How Is Child Support Assigned?
In most cases, child support is decided as part of the divorce proceedings along with alimony and custody agreements. If the custodial parent does not agree with the amount assigned, or if no decision was made in divorce proceedings, he or she must file with the court in his or her jurisdiction, which will then schedule a hearing.
How Is the Child Support Amount Calculated?
States are required to have their own guidelines for calculating child support amounts, depending on income, number of children, living expenses, school fees, and special needs. In some cases, a flat percentage of income is ordered. Other states have a table they use to assign amounts.

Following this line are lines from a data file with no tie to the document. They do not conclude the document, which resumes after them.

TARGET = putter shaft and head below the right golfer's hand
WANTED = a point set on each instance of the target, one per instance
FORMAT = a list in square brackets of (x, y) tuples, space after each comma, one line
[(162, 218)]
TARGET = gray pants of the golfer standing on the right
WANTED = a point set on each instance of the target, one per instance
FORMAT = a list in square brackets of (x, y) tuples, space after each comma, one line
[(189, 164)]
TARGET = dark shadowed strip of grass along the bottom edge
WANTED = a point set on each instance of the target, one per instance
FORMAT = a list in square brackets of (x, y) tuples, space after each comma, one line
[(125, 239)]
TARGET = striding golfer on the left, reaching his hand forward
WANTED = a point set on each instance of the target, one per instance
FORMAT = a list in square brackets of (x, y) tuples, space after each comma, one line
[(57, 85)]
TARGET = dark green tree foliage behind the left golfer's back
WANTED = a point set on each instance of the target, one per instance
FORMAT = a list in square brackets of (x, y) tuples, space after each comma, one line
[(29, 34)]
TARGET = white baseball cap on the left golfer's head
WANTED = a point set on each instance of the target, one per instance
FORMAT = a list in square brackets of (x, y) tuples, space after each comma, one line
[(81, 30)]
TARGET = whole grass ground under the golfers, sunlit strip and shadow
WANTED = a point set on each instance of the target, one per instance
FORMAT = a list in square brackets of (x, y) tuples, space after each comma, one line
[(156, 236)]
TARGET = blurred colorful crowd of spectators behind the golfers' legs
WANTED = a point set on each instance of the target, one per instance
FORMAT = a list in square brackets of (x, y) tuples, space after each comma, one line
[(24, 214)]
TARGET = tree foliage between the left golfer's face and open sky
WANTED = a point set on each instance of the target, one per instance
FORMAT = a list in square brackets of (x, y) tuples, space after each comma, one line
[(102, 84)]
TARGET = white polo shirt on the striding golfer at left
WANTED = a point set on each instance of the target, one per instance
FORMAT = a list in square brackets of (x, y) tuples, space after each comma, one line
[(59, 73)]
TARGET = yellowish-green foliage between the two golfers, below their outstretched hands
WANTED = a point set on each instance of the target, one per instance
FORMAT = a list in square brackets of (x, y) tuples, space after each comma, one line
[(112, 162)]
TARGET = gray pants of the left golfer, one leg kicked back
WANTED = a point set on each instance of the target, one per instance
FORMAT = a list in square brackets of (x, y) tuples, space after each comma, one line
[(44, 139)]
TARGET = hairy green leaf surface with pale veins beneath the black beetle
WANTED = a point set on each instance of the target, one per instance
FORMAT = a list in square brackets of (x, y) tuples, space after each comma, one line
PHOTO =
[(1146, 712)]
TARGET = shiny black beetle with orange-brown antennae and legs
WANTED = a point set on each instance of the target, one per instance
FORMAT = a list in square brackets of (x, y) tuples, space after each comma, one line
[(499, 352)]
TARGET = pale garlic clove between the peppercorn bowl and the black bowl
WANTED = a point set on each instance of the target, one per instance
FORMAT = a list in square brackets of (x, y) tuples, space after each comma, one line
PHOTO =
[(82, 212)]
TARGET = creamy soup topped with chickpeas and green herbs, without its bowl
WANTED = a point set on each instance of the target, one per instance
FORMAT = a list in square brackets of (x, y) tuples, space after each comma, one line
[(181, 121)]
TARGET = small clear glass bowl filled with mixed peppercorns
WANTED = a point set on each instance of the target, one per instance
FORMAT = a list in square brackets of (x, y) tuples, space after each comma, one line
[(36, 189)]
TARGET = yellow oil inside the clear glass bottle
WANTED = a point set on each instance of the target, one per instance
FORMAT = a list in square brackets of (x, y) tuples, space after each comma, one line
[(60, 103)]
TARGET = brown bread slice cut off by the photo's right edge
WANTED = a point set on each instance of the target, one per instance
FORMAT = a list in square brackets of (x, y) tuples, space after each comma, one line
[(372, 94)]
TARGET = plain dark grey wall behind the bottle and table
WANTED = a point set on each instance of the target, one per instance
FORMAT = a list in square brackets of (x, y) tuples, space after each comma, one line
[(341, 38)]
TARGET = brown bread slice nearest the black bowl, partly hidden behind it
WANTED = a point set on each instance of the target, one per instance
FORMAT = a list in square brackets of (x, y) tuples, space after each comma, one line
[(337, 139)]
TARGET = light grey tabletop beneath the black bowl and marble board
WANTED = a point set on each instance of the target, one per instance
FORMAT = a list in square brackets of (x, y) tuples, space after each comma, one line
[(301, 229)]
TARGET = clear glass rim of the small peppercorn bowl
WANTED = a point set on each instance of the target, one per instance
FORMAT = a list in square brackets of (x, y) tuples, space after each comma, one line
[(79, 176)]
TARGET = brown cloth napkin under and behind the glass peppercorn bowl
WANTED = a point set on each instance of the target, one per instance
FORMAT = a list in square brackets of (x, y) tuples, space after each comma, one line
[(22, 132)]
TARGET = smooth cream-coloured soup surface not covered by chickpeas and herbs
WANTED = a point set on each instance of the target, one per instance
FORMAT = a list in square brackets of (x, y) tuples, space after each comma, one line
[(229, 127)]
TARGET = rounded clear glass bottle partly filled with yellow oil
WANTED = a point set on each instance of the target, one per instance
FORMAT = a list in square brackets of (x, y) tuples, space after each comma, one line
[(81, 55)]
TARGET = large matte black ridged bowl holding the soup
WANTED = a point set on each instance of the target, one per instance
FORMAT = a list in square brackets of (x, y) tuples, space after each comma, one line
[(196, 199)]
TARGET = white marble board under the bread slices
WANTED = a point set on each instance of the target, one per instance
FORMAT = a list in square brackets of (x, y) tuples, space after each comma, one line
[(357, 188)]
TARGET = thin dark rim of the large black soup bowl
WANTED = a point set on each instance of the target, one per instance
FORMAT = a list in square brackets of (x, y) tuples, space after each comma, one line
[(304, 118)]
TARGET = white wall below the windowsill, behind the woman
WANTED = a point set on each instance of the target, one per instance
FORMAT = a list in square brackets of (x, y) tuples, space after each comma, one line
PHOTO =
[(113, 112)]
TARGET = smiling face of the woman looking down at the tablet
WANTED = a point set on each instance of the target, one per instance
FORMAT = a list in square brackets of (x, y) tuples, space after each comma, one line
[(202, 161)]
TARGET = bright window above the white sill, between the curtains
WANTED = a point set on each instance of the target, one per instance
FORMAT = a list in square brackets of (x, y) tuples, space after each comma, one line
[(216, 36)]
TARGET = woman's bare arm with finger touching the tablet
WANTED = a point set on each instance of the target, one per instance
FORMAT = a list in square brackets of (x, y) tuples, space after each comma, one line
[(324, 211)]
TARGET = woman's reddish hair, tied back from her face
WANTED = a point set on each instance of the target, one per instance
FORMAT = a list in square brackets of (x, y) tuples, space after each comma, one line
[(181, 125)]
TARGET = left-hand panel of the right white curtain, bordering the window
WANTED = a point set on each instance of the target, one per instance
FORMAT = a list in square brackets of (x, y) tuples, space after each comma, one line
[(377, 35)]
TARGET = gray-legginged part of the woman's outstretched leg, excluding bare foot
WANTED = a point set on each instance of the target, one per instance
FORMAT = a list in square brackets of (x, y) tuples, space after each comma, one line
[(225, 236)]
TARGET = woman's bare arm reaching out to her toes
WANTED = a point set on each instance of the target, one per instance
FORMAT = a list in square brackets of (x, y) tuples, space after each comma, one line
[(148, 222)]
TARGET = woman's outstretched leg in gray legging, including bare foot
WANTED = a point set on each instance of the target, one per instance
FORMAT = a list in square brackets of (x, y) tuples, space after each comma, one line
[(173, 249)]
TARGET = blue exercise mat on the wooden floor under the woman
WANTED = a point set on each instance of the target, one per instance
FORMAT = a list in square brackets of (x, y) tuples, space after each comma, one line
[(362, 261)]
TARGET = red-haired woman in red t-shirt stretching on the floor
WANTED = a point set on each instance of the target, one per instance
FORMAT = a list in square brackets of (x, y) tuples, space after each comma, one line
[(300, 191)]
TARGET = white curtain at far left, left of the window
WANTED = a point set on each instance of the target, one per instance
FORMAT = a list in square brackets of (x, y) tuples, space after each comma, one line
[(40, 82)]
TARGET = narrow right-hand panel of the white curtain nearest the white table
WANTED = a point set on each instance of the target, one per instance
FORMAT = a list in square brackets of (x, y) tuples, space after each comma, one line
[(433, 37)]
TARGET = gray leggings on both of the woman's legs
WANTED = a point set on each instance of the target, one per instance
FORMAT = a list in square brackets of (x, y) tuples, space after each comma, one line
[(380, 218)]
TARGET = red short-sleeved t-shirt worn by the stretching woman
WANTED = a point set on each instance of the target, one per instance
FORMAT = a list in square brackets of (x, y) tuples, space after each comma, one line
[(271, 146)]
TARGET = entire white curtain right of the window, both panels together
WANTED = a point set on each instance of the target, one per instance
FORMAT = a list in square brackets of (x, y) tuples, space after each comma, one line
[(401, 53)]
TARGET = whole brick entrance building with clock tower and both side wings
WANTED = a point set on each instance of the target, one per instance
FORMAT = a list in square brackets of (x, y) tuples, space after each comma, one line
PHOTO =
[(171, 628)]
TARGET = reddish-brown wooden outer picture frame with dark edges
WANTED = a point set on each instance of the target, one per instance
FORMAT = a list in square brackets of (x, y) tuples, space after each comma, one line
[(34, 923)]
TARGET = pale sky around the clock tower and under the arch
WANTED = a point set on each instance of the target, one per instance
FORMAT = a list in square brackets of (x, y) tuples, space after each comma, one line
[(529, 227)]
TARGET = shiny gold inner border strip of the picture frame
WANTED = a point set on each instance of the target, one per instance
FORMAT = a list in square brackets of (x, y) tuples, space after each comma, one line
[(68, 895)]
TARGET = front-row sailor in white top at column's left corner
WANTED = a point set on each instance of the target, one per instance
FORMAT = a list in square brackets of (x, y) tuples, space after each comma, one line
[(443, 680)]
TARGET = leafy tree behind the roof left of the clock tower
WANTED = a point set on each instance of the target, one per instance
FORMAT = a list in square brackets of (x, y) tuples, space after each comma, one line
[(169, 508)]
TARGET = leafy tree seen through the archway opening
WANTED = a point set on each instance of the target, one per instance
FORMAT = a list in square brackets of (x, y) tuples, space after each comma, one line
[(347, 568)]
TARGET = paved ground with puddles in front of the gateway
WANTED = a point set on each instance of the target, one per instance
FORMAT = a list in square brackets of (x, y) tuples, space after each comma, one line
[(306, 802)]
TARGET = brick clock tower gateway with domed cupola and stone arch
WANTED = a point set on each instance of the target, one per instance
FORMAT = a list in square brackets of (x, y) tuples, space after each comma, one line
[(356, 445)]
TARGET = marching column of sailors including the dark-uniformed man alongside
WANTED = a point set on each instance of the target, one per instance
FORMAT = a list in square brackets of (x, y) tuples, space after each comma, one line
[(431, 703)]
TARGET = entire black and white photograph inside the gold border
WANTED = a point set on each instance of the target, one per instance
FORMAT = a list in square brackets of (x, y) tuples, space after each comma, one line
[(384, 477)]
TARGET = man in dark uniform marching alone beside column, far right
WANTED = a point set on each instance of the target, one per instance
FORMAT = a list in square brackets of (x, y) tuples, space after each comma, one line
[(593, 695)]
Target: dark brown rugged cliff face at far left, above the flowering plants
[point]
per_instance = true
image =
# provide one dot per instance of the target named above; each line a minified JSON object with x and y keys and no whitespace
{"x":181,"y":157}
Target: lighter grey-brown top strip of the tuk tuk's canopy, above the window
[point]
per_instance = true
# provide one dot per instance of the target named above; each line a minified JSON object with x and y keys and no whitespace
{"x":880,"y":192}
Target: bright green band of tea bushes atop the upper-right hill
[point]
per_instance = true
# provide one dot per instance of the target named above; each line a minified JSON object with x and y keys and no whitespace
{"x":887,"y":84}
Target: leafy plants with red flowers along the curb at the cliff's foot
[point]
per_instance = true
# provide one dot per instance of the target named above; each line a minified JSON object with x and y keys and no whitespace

What Happens if Circumstances Change?
According to the legal professionals of the Zimmerman Law Group, either parent can petition the court for a change in child support in the case of a reduction or increase in income, a move, an increase in expenses, or other financial changes. If you happen to lose your job, or experience a decrease in your income, the court can adjust the child support payments according to your personal circumstances.
Since child support guidelines vary from state to state, the Division of Family Services can help you navigate this process to ensure that your children’s needs are met. If you still have questions, it can be helpful to consult with your lawyer, since they will be well-aware of your state’s rules and regulations when it comes to paying child support. It is important to be fully informed when it comes to your obligations and rights regarding child support, so educating yourself on the subject from the beginning will help to save you time, money, and extra frustration.